Поведай-ка мне, у тебя бывали эти прекрасные неловкие моменты, мой дорогой мальчик?»
Алоис вдруг осознал, что такого его — мысленно заикающегося, выбитого из миропонимания и до бесстыдства обескураженного — очень легко контролировать. Вести по нужной указанной тропке, заставлять приобнажаться и участвовать в треклятых аморальных разговорах…
И вызверенно взбесился на то, что чертов Лорд, кажется, тоже давным-давно это осознал и открыл, а оттого и зачинал свои похабные монологи именно так, после чего принимался умело надавливать на точки мальчишеского повиновения всеми доступными способами.
«Заткнись! Замолкни и отцепись от меня, педофил хренов!»
«Я…? Педофил…? — Штерн словно бы озадачился, словно бы удивился, а затем вновь накрыл прикусившего губы Блума волной беспричинного буйного веселья. — Впрочем, по-своему не могу не согласиться. Но, возвращаясь к нашему вопросу…
Сдается мне, с этим маленьким таинством своего тела ты уже знаком, мой соловей.
Как же мне чертовски обидно, что я не могу присутствовать рядом тогда, когда это с тобой происходит…!
Я хочу, слышишь? Я хочу видеть, как ты растешь, хочу это чувствовать, впитывать и запоминать…
Хочу узнавать каждый твой новый вкус и привкус, хочу беречь его, хочу ходить за тобой безустанной тенью…»
«Черт… черт же…
Тики, пожалуйста… заткнись…
Заткнись и трепись хотя бы о своих сраных… микробах, я тебя умоляю, только хватит уже… вот этого…»
Запоздало юноша сообразил, что последние его строки звучали вовсе не злостно, вовсе не раздраженно и вовсе без приказного порядка, с которым он всё еще тщетно старался себя вести, хоть и прекрасно понимал, кто из них двоих давно забрал в руки флаг лидерства, кто ставил условия и решал почти всё.

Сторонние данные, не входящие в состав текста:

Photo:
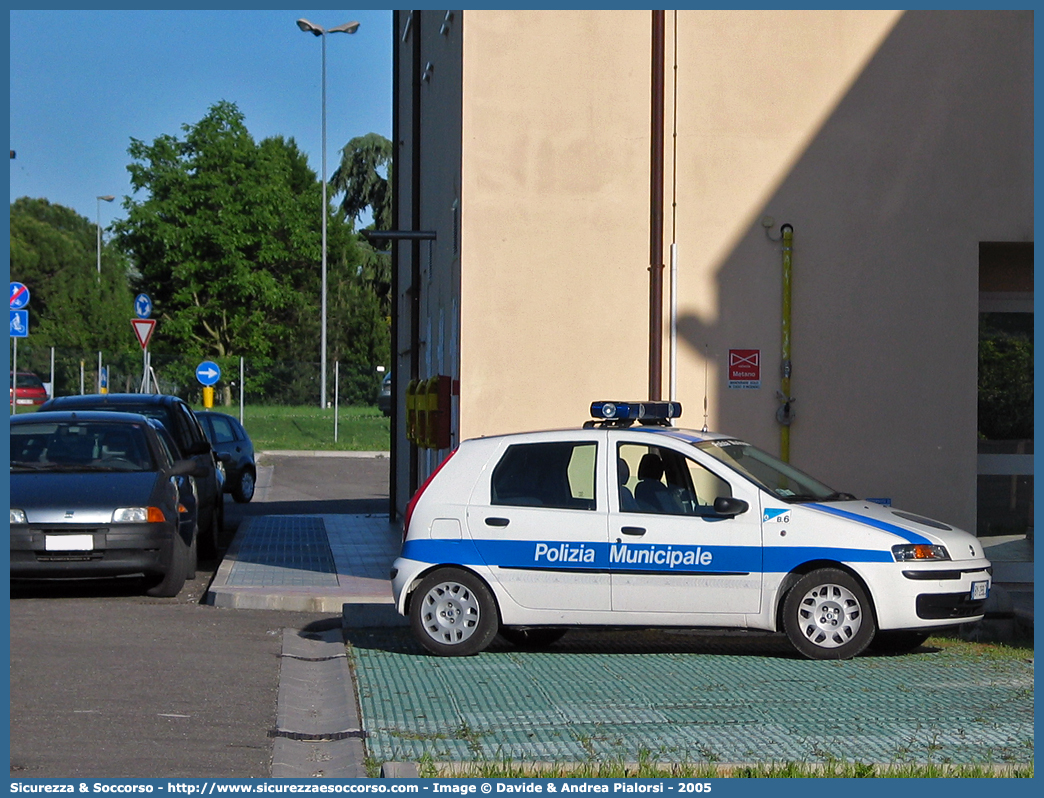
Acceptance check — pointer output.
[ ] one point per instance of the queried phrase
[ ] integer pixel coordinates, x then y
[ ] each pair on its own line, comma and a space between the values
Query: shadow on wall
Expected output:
928, 153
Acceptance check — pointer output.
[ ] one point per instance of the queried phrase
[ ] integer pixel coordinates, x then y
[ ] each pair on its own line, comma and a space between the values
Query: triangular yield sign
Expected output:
143, 329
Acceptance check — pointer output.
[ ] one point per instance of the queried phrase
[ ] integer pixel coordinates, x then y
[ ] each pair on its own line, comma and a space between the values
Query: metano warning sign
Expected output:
744, 368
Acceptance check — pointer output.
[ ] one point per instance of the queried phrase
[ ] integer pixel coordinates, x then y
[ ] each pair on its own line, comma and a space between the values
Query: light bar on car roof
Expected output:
645, 413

Последние его строки походили на отчаянную жалкую просьбу, напитанную такой мольбой и таким смятением, что лишь слепой бы не заметил и…
И не истолковал бы так, как истолковать было должно, получая ответов гораздо больше, нежели надеялся получить.
Господин Лорд, конечно же, тем более понял и увидел всё до тошнотворного правильно, послушно принимая колючие условия игры своего упрямого, но постепенно сдающегося цветка.
«Хорошо, малыш, я перестану тебя пытать, только отложи ты уже в сторонку эту свою строгую английскую бечевку…»
«Какую… бечевку…?»
«Я образно, дарлинг.
И давай уж и впрямь вернемся к этим злополучным микробам…
М-м-м… например, смотри. Стоит задуматься о том, что, взяв в руки любую банкноту, ты перенимаешь на пальцы одну интересную вирусную группу, которая держится на той в течение семнадцати суток.
Или, скажем, все боятся общих унитазов, да и я сам ими малость брезгую, признаюсь, но общая компьютерная мышь в то же самое время в три раза грязнее любого злополучного сортира…
Или, скажем, офисный стол. Стандартный офисный стол хранит двадцать тысяч бактерий на шести квадратных сантиметрах… Как тебе такие цифры, малыш?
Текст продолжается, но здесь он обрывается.